Chegamos por fim à “sala mais importante do museu”, dedicada ao culto. O motivo é o autor de duas telas – Adoração dos Pastores e Adoração dos Reis Magos – André Reinoso, um dos pintores de maior destaque da primeira geração do barroco em Portugal, com obra produzida entre 1610 e 1641. Esta sala serve de antecâmara à das bandeiras processionais, onde podem ser contemplados os passos da Paixão de Cristo, que integravam a Procissão das Endoenças.
A visita tem o seu apogeu no coro alto da igreja, o “único local onde se tem uma perspetiva panorâmica desta joia do barroco, que para muitos especialistas é uma das peças mais importantes deste período em Portugal”, constituído pelo conjunto de telas barrocas que retratam as obras de misericórdia, os painéis de azulejos de António de Oliveira Bernardes e a talha dourada dos retábulos.

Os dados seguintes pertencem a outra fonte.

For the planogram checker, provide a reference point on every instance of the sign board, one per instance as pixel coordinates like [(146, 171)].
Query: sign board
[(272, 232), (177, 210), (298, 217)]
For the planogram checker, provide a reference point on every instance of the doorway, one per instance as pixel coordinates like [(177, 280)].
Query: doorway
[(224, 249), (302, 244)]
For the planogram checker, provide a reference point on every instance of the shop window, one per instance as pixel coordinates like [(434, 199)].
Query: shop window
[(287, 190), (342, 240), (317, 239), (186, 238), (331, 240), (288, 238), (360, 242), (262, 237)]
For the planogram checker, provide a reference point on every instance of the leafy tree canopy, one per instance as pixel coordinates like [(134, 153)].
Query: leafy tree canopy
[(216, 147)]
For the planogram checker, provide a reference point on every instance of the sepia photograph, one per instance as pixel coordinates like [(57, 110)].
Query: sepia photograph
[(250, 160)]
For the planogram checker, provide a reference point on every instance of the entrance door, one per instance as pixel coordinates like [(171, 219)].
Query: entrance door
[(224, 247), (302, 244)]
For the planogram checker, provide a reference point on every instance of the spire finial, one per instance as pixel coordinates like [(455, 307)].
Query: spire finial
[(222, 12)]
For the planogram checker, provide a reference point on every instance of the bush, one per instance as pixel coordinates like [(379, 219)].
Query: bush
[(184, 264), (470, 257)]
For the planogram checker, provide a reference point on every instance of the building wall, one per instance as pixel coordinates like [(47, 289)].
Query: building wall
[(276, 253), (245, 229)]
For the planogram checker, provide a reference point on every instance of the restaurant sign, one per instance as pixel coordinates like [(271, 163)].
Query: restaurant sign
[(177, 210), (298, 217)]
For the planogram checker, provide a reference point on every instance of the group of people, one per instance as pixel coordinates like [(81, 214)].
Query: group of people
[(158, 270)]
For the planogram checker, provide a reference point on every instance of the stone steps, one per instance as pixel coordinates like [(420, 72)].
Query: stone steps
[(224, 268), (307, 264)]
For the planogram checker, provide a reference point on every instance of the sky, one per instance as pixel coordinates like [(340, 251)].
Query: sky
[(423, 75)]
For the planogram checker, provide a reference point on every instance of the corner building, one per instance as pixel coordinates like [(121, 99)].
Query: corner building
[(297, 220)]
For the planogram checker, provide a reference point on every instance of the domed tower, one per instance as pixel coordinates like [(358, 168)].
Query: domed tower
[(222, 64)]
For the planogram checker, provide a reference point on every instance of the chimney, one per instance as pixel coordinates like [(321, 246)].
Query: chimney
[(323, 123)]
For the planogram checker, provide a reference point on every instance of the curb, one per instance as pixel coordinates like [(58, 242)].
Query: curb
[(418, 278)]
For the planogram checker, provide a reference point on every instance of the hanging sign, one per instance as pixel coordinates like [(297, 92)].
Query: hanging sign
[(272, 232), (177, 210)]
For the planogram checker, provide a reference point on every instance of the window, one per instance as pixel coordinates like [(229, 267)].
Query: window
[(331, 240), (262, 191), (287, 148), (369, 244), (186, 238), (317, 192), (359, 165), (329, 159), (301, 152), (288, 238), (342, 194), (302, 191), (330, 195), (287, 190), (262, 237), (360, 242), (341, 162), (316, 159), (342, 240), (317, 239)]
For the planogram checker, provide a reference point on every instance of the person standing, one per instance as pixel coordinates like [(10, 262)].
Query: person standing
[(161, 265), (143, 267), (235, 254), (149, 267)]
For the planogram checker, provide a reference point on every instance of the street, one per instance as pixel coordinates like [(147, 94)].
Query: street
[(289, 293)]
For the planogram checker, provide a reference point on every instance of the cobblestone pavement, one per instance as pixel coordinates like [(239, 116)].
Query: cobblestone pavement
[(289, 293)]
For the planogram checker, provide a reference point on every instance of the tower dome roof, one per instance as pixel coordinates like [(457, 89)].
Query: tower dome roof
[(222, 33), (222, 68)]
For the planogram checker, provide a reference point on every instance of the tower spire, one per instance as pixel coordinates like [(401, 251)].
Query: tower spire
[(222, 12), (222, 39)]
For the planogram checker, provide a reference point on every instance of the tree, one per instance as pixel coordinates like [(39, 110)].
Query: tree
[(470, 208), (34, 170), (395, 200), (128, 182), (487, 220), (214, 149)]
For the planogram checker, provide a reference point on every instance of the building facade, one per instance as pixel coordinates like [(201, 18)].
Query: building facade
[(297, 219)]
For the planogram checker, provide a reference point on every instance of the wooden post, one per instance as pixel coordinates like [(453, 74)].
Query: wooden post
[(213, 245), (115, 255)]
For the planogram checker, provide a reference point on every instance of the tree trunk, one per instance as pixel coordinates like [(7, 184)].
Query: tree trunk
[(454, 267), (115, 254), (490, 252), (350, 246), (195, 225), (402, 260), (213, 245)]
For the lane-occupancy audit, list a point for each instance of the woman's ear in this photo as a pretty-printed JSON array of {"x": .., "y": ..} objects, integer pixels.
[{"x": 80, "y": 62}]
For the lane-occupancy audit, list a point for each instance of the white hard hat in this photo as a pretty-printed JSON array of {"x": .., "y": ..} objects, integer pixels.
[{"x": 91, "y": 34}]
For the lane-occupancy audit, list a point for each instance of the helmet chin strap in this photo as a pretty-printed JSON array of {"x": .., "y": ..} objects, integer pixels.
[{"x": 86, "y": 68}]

O que poucos sabem é que, escondidas sob as telas barrocas, estão sete pinturas murais, a fresco, que remontam à segunda metade do século XVI. O friso de pinturas que decorava a parte superior da nave foi restaurado e fotografado, no decorrer das obras de conservação, antes de voltar a ser coberto. Desta forma, pode ser apreciado nos painéis interativos e na aplicação informática sem “perder o conjunto barroco que é a imagem de marca da igreja”.
As camadas da história sobrepõem-se dentro do museu, espaço vivo e inacabado, em diálogo com a comunidade académica, associativa, visitantes de outras partes do país e do globo. Multiplicam-se as estórias e discursos (in)visíveis nos objetos e recursos multimédia, numa experiência intemporal e interativa à distância de um clique para visitantes de todas as idades, literacias e proveniências. No local, basta aparecer, de segunda a sábado, das 10h às 17h30.
O projeto museológico decorreu de uma requalificação total da igreja e dependências anexas, com o custo de quase 1,1 milhões de euros, com o apoio do Programa Operacional Regional Alentejo 2020 e do Fundo Rainha D. Leonor (258 mil euros), que permitiu finalizar as obras de conservação e restauro para instalação do referido núcleo.